Ils ont créé une junte militaire appelée Conseil national provisoire de gouvernement (NPRC).
Le jeune officier militaire, né le 26 avril 1967 à Freetown, en Sierra Leone, n’avait probablement jamais imaginé être le plus jeune dirigeant du monde et le président fondateur de la NPRC à 25 ans. Les événements qui se sont déroulés lui ont offert ces énormes possibilités.

Le jeune et ambitieux Valentine Strasser avait alors été envoyé en mission dans le district de Kailahun, dans l’est du pays, pour faire face à une rébellion et à une insurrection menée par un ancien caporal de l’armée qui luttait contre le gouvernement légitime de Momoh.

Alors que la bataille faisait rage, Valentine Strasser et ses collègues soldats se sont retrouvés à court d’équipements comme des bottes.
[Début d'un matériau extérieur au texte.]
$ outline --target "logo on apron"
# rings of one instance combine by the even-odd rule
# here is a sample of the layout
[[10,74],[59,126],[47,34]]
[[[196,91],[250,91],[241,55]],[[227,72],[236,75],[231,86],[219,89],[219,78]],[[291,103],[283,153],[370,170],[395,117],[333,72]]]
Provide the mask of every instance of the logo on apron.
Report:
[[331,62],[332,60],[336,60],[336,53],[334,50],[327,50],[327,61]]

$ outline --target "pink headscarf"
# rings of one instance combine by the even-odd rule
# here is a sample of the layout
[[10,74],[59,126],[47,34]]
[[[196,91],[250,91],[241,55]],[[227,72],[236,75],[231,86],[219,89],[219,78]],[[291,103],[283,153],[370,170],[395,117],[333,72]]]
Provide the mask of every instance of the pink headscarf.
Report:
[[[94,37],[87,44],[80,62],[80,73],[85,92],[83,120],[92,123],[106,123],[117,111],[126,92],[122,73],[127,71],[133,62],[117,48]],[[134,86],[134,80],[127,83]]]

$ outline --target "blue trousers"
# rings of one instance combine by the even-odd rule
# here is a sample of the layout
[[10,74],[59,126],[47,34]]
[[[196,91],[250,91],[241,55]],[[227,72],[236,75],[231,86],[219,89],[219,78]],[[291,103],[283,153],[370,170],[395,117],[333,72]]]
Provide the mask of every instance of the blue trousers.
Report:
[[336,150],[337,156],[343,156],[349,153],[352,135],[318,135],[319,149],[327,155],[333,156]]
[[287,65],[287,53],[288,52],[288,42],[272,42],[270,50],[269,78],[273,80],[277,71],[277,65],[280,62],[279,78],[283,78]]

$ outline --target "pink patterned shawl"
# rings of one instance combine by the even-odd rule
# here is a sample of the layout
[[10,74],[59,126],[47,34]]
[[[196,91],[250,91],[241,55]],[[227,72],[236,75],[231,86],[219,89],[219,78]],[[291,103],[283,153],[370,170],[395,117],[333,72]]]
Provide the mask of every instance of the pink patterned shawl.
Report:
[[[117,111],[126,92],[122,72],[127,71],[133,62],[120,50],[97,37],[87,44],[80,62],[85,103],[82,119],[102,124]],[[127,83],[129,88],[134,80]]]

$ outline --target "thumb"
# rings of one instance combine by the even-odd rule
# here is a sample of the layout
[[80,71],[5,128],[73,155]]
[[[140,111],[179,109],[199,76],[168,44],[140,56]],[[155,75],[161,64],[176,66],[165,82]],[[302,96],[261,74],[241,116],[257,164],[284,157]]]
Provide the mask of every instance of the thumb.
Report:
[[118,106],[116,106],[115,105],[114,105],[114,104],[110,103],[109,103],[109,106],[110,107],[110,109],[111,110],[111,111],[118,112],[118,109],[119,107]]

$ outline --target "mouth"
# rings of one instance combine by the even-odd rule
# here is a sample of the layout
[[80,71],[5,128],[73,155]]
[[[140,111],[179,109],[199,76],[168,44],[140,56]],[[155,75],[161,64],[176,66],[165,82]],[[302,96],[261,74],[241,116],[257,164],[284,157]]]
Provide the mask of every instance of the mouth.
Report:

Les soldats n’ont jamais reçu leurs salaires à temps et leur bien-être ne figurait pas en tête de liste des priorités du gouvernement.

Leurs nombreux appels au gouvernement sierra-léonais pour obtenir ces équipements sont tombés dans de sourdes oreilles.
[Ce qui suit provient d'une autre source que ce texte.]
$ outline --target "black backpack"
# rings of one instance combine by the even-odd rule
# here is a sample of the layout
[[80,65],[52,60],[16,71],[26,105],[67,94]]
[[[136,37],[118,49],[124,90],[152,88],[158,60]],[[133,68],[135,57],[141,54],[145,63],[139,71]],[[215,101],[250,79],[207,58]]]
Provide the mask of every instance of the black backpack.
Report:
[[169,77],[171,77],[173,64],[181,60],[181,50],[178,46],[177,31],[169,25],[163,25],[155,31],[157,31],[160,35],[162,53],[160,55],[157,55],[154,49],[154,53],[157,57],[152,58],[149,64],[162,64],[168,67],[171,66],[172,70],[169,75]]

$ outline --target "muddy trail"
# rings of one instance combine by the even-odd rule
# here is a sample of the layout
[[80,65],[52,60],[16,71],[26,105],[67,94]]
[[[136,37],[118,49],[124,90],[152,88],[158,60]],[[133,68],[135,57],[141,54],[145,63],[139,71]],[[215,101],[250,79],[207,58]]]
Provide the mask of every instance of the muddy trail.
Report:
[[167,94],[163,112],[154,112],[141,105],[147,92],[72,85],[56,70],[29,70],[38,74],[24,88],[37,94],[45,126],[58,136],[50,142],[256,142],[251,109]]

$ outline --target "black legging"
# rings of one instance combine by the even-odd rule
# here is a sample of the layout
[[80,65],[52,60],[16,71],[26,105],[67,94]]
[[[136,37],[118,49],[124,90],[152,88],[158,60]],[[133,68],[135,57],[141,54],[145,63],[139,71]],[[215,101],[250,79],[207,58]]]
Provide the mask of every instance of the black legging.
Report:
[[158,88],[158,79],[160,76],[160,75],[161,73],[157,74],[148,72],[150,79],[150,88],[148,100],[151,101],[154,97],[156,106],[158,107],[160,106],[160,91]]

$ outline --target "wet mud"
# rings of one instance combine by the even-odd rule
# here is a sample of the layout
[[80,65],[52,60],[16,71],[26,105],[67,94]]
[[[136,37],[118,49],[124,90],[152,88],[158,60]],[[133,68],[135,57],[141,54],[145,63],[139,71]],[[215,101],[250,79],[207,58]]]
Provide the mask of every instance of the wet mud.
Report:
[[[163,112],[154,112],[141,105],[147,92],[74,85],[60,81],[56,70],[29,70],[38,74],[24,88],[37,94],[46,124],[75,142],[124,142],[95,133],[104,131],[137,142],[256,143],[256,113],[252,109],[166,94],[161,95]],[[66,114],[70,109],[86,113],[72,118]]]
Le 29 avril 1992, Strasser a conduit une équipe de jeunes soldats à marcher en tenue de combat de Kailahun à la Maison de l’État pour protester contre leurs conditions de travail.
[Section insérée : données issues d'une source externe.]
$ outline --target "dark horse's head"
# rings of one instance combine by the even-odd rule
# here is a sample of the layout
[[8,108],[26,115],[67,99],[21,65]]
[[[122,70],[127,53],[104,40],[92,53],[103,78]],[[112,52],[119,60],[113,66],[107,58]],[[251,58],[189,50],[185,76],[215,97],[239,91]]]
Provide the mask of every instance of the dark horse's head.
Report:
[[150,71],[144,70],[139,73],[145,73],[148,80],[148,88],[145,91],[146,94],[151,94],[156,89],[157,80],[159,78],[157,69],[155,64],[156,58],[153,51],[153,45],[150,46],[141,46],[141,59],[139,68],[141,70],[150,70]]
L’apparition des soldats dans la capitale a choqué plus d’un, le président Momoh ayant même été contraint de fuir le pays pour s’exiler à Conakry, la capitale guinéenne.

Cela a créé un vide au pouvoir, et Valentine Strasser et ses hommes en ont profité pour prendre les rênes du pays. Ils ont formé la NPRC et faire de Strasser le chef et président du pays.

Les jeunes étaient si heureux d’avoir Strasser au pouvoir, avec la conviction qu’il lutterait pour leur cause. La jeunesse de Strasser aurait cependant été à l’origine de sa chute.

Après son arrivée au pouvoir, il a poursuivi la guerre rebelle contre le chef rebelle Foday Sankoh et en a fait l’une de ses principales priorités. Mais il n’a pas réussi.

Il a en outre été accusé d’avoir tué 29 Sierra-Léonais non armés six mois après son arrivée au pouvoir, ainsi que d’avoir torturé plusieurs autres civils non armés. Son règne n’a pas duré aussi longtemps qu’il l’aurait espéré.

En janvier 1996, après plus de trois ans au pouvoir, Strasser a été évincé lors d’un autre coup d’État militaire, cette fois par des membres de sa propre NPRC qui n’étaient pas satisfaits de la façon dont il avait géré les affaires.

L’actuel président de la Sierra Leone, Julius Maada Bio, qui était alors l’adjoint de M. Strasser, a dirigé ce coup d’État et en est devenu le dirigeant. Il a également pris la relève en tant que chef de l’État.

Strasser, après son expulsion du pouvoir, est parti pour le Royaume-Uni, où il a étudié le droit à l’Université de Warwick à Coventry, en Angleterre.